Larry Summers, the Director of the National Economic Council wrote today on The Huffington Post:

The lapse in extended unemployment insurance benefits at the end of May has resulted in 2.5 million jobless Americans exhausting their assistance. If we do not reinstate benefits by the end of the month, this number will grow to 3.2 million. These losses are exacting an enormous human toll on families who count on these benefits as they continue to search for jobs.

As the president recently remarked: “Lasting unemployment takes a toll on families, takes a toll on marriages, takes a toll on children. It saps the vitality of communities, especially in places that have seen factories and other anchoring businesses shut their doors. And being unable to find work – being able to provide for your family – that doesn’t just affect your economic security, that affects your heart and your soul. It beats you up. It’s hard.”

It is also bad for the economy. But unemployment insurance puts money in the pockets of the families most likely to spend the money – which in turn expands the economy and creates jobs. The nonpartisanCongressional Budget Office has identified increased aid to the unemployed as one of the two most cost-effective policy options for increasing economic production and employment.

Missed unemployment insurance payments since May total over $10 billion – enough to have created 100,000 jobs. An abrupt and premature withdrawal of relief is not only something families cannot afford, it is something that the economy cannot afford at a time when the economy is at a critical juncture. The economy is finally creating jobs, but not nearly fast enough to close the 8 million-job gap opened by the recession.


Opposing extending unemployment benefits will do nothing to put people back to work. It will not result in an increased number of job openings to apply for. And it will not result in a higher level of employment. What it will do is create a more difficult situation for thousands of families hit hardest by the economic crisis and cut off a powerful channel for spurring economic growth.

Take a look at this graph (via Ezra Klein).
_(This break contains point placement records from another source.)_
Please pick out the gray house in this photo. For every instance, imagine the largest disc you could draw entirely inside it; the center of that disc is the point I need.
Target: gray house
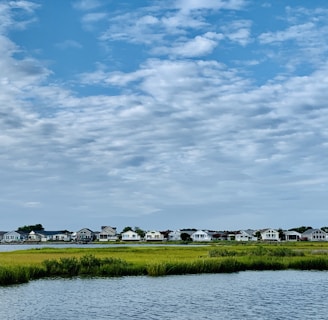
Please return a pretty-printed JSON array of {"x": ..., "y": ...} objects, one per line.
[
  {"x": 85, "y": 235},
  {"x": 14, "y": 236},
  {"x": 314, "y": 235},
  {"x": 107, "y": 233},
  {"x": 2, "y": 233}
]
Do you see anything wrong with what this graph is showing? If you don’t, I will tell you; it is the fact that the yellow line representing the unemployed is at 14 million, while the number of job openings, which is represented by the green line, is between 2-4 million. I am not that great at math by that is a difference of about 10 million.  Ezra Klein writes:

“That giant gap consists of Americans who are unemployed, and couldn’t get a job even if they wanted to,” Indiviglio writes. “This emphasizes the need for Congress to extend unemployment benefits. It’s pretty clear that millions of Americans remain unemployed because the jobs aren’t there — not because they aren’t trying hard enough to find them. In fact, it’s not even close.

In a time of NO JOB OPENINGS, it only makes sense to give unemployment benefits so people have some type of an income, which in turn funnels money into the economy. Mark Zandi, an adviser to John McCain’s presidential campaign, estimated (pdf) that a dollar spent extending the Bush tax cuts (for the rich) would generate .32 cents of taxable economic activity, while a dollar spent on unemployment benefits would generate $1.61 of taxable economic activity (via Ezra Klein). Now is not the time to cut taxes, when unemployment benefits are way more beneficial for the economy.